L-R: Calum Carr as Calvin & Mohammed Mansaray as Jay – Playing With Fire

Given your flourishing career as a journalist, did you ever fear that people wouldn’t be open to accepting your transition into filmmaking?

Not really to be honest, because I didn’t do it for people. I did it for me. For the love of the craft. Of course, I want people to see my work, but this was something I did for myself. Some of the greatest pieces of art might not have been made if people had listened to what other people said. Sometimes you have to show people the vision for them to get it and understand it. And when you know yourself well enough there’s nobody who can tell you what you are or aren’t capable of.

For example, there were people who told me I wouldn’t make it to university, but I did. I believe I can achieve whatever I put my mind to and if there are people who don’t accept it, they’ll either catch on later or they weren’t meant to be part of the journey and that’s okay too! I haven’t given up journalism either. At my core, I’m just someone who has a strong appreciation for the written word, in all its forms.

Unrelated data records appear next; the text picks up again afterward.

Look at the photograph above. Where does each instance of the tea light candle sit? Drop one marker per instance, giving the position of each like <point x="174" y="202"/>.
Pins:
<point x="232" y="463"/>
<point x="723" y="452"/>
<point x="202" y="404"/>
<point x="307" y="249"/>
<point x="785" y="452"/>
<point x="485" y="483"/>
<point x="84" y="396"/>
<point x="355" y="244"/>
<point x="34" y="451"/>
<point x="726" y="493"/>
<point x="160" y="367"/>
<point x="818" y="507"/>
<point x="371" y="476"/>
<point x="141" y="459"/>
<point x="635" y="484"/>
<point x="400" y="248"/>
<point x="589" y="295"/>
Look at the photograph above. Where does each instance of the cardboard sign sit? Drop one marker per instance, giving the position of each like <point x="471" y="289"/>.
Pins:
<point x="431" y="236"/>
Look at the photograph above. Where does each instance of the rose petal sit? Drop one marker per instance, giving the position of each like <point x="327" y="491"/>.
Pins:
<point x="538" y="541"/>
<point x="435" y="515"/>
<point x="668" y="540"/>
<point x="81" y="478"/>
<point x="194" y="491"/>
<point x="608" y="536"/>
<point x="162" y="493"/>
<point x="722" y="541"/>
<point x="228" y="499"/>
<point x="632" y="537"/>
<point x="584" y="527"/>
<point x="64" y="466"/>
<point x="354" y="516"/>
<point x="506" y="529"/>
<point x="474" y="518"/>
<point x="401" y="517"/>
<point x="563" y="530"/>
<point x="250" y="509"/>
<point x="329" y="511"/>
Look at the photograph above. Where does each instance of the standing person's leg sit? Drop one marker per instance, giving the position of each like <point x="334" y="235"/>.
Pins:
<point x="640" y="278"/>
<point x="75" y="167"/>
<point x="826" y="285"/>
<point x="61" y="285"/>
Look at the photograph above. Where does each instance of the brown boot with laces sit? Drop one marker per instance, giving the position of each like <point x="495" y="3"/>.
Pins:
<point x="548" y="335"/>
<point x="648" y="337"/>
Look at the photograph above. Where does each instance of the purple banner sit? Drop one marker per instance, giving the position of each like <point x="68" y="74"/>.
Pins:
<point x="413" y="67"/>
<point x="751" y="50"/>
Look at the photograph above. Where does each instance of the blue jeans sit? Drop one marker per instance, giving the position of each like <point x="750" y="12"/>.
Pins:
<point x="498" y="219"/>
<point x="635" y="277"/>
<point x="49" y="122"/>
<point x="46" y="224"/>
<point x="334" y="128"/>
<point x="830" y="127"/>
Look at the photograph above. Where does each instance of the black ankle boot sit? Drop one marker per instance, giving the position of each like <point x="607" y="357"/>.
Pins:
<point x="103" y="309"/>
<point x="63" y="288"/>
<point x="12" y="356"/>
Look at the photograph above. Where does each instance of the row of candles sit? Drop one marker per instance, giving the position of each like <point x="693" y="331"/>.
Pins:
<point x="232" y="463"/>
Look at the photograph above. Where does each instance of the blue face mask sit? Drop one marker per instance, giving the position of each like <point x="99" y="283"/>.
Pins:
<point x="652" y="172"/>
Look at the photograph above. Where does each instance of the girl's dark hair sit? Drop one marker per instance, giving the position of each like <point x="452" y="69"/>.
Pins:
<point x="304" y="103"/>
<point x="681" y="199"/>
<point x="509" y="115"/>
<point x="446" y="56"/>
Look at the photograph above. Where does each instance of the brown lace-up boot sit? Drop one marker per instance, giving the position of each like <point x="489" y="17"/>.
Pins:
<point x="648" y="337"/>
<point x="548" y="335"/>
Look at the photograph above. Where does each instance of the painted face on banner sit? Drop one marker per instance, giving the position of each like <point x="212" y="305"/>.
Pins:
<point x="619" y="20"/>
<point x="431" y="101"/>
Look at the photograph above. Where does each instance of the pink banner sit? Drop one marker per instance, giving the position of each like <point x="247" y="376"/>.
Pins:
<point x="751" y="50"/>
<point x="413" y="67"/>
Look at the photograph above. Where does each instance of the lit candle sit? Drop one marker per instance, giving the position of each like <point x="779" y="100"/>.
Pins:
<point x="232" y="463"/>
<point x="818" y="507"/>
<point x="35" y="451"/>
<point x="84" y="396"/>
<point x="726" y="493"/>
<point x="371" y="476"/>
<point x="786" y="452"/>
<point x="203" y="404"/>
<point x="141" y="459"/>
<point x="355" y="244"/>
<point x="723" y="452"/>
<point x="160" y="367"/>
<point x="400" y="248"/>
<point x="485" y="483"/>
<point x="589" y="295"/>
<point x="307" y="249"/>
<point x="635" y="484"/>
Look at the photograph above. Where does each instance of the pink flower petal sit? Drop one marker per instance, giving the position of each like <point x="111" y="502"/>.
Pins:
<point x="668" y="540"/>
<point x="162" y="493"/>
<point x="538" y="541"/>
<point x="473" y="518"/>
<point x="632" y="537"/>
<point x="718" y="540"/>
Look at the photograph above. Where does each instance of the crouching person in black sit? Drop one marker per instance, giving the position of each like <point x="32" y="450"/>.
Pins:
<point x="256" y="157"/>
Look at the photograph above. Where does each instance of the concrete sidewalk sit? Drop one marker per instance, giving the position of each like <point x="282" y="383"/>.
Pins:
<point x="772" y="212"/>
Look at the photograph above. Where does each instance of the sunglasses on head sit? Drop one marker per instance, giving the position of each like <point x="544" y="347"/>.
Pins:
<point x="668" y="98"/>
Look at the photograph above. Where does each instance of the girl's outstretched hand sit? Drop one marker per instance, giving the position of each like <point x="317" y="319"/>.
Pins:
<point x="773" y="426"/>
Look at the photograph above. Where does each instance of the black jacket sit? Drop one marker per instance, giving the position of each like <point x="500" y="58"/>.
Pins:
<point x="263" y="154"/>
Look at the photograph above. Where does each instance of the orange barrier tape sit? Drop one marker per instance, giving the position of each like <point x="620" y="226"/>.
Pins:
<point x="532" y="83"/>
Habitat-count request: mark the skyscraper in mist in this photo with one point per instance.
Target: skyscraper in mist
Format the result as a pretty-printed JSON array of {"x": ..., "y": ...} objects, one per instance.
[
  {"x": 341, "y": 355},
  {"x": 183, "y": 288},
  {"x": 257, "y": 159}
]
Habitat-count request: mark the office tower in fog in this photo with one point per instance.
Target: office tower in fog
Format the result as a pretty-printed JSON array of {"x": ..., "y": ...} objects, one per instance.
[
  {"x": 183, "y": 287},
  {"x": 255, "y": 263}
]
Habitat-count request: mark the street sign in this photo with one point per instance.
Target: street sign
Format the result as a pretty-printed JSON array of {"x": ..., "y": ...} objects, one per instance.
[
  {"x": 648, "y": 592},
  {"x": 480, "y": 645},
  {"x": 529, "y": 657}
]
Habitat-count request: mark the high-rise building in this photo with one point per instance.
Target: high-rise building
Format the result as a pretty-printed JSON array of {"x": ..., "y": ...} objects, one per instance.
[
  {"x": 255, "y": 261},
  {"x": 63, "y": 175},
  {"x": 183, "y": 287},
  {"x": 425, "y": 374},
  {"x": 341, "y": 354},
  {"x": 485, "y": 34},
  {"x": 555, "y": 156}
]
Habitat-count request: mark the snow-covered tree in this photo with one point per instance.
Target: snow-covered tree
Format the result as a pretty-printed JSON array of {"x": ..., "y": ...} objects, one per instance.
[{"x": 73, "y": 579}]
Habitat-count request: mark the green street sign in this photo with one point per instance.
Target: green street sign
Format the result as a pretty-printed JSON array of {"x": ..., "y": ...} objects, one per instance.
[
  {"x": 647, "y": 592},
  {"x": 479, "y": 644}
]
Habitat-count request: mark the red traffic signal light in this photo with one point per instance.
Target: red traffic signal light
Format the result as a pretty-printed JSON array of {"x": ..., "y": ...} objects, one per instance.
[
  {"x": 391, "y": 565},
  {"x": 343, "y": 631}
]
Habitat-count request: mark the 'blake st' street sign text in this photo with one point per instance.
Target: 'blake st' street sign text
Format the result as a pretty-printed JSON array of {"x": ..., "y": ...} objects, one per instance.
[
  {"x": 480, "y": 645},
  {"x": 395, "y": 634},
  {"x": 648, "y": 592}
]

This one is a three-part question! If you had unlimited resources, what genre would you like to explore; which actors/actresses would you like to work with and where would you want to film it?

This is a hard one. Thrillers are my go-to film but with an unlimited budget, I think it would have to be a Spielberg-style family movie that gives you the feels as if we were back in the 90s. A lot of movies don’t have that soul anymore. Or maybe a superhero movie. I’d love to do a grittier, more grounded version of the Suicide Squad or even a Batman Beyond or Spider-Man 2099.

In terms of actors/actresses, I think working with the GOAT Denzel would be an honour. I also really love Jack O’Connell, Jake Gyllenhaal and Daniel Kaluuya. And finally, the location would be whatever the script demands, I don’t really have a dream destination to shoot a film but desert scenes always look stunning – probably a nightmare to shoot though!

Outside of directing and writing, you also made a brief, yet important cameo appearance in your film. Is acting the next career path that you’re considering venturing into?

​Acting is something I’ve done from a young age. At one point it was a career path I thought about as a possibility to pursue. Even though my cameo has received a lot of love, to me it still wasn’t as good as I know it could’ve been from an acting perspective. If I was to properly venture into acting in bigger roles, I’d want to take acting classes again and hone my skills. For now, though, I think I’m happy with the odd cameo. I love when directors appear in their own films: Spike Lee, Martin Scorsese, Quentin Tarantino…the list goes on.

Getting To Know You…

  • A book you have to have in your collection? The Four Agreements

  • A song/album that defines the soundtrack of your life to date? Cozz – Grow

  • A film / TV show that you will watch whenever it’s on repeatedly? Shrek

  • Something you saw on stage that left a lasting impact? Wicked (is my favourite stage production that I’ve seen because of the unique take on The Wizard of Oz mythos and the spectacle of it all. It really transports you to another world and has the “wow-factor” a west end show should have.)

What’s made you sad, mad, and glad this week? Can I say my girlfriend? I’m joking, I’ve had a good week. I’m glad to be doing this interview with you!